If an employer is required by state law to made additional payments to an employee when their final wages are not paid within a specified time period is that payment subject to federal payroll taxes and/or federal withholding? This is the issue addressed in Chief Counsel Advice 201522004.
The state of California requires employers to pay final wages to an employer by due dates imposed by the State Labor Code for any employee who is discharged or quits. If the employer fails to make the payment by that date, the wages of the employee continues from the due date until the amount is paid, but for no more than 30 days. While the rule applies regardless of whether the employer intentionally violated the rule or otherwise acted with malice, the penalty does not apply if the employee actively avoids the payment by “hiding” from the employer.
The memorandum describes some of the authorities with regard to whether certain payments are wages. The 2014 Supreme Court case of United States v. Quality Stores, Inc. found that severance payments to an employee are wages for payroll tax purposes. As well, the IRS has ruled in Rev. Rul. 2004-110 that payments made to an employee as consideration for cancellation of an employment contract and relinquishment of contract rights is also subject to all such taxes. In both cases it was concluded the payment related to the employment of the employee and services the employee had provided (even when the relationship had been terminated).
However the memorandum notes that Rev. Rul. 72-268 considered the case where an employee is paid unpaid minimum wages, unpaid overtime compensation and liquidated damages for damages under the Fair Labor Standards Act of 1938 (FLSA). While the unpaid minimum wages and unpaid overtime compensation are considered taxable for payroll tax purposes, the ruling concluded that the payment of liquidated damages per the FLSA are not wages for payroll tax purposes, even though they are includable in the income of the employee.
So now the memorandum turns to the payment of the late payment penalty to the former employee. The IRS concludes the answer is that, no, the late payment penalty is not subject to payroll taxes or withholding in this case.
The ruling holds:
The late payment penalty in this case is different from severance pay because it is based on the employer’s failure to pay final wages on a timely basis. It is imposed by state law because of the employer’s action or inaction with respect to the final paycheck. The employee has no right to payment of the late payment penalty based on the service of the employee; it only applies if the employer fails to pay wages on a timely basis. The payment of the late payment penalty also does not satisfy the definition of wages in Rev. Rul. 2004-110 because the penalty is not part of the terms and conditions of employment, but a separate statutorily imposed penalty.

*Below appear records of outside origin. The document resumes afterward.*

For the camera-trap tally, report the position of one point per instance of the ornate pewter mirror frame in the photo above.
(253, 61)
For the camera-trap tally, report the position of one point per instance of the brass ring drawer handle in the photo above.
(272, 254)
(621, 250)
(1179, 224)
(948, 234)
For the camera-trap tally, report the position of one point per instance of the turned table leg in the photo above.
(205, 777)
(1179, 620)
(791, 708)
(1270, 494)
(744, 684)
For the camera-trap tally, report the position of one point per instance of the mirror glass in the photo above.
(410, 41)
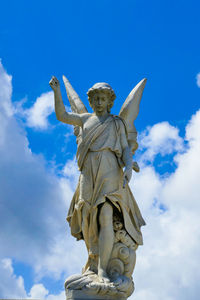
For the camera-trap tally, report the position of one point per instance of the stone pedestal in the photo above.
(82, 295)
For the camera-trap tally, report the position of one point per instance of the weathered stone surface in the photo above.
(103, 211)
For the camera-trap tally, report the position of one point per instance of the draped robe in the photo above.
(99, 157)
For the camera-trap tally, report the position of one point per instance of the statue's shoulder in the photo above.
(120, 122)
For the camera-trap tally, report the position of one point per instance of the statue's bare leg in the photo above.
(85, 226)
(106, 240)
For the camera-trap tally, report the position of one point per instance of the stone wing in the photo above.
(130, 110)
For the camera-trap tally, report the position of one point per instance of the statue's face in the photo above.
(100, 103)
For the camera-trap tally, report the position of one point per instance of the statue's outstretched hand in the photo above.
(127, 175)
(54, 84)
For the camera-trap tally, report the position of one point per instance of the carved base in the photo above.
(83, 295)
(88, 286)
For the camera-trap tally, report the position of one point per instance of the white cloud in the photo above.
(11, 286)
(43, 107)
(38, 291)
(34, 200)
(198, 79)
(168, 263)
(162, 138)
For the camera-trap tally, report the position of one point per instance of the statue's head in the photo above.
(101, 89)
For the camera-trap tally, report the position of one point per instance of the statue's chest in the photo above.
(90, 124)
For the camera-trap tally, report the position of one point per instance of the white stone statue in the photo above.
(103, 211)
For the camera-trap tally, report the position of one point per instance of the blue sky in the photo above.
(119, 43)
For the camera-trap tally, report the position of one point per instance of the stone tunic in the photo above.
(99, 159)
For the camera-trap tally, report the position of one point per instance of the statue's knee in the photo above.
(106, 215)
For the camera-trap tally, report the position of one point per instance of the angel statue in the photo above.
(103, 211)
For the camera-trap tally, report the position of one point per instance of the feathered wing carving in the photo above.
(76, 104)
(129, 113)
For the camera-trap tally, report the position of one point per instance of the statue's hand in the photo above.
(127, 175)
(54, 84)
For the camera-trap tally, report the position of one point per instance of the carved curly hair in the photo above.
(105, 88)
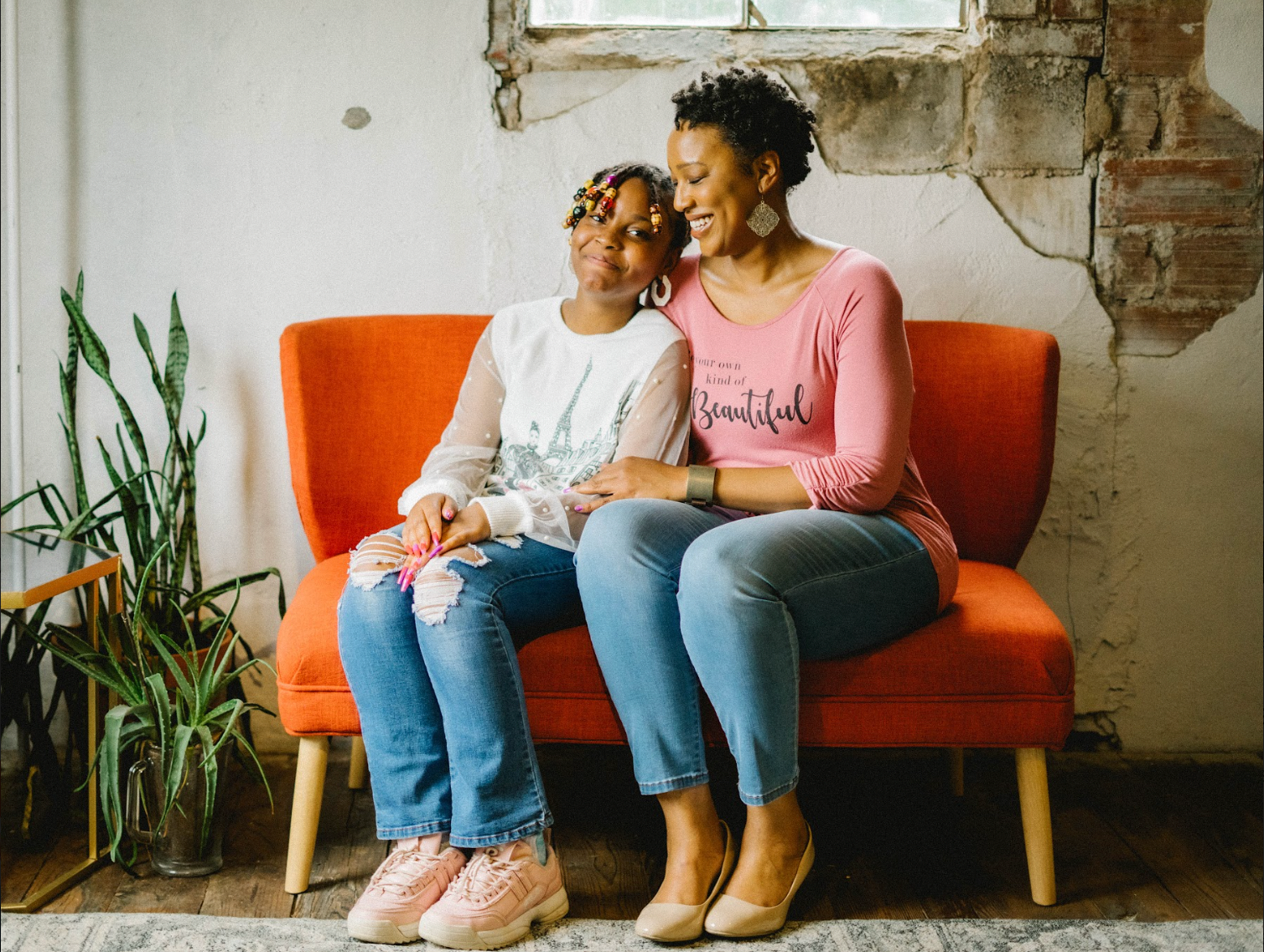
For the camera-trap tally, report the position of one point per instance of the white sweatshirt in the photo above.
(542, 409)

The late payment penalty is similar to the liquidated damages in Rev. Rul. 72-268 that were held not to be wages for employment tax purposes. The late payment penalty is a statutorily-imposed penalty for employer misconduct that is additional to the employee’s wages. The penalty varies in amount based on the extent of the employer’s misconduct (i.e., the number of days that the employer fails to pay the wages after the due date) rather than the level of services performed by the employee, and is not a substitute for the employer’s liability for the payment of wages. Based on Rev. Rul. 72- 268, we conclude that the payment of the late payment penalty is not wages for federal employment tax purposes.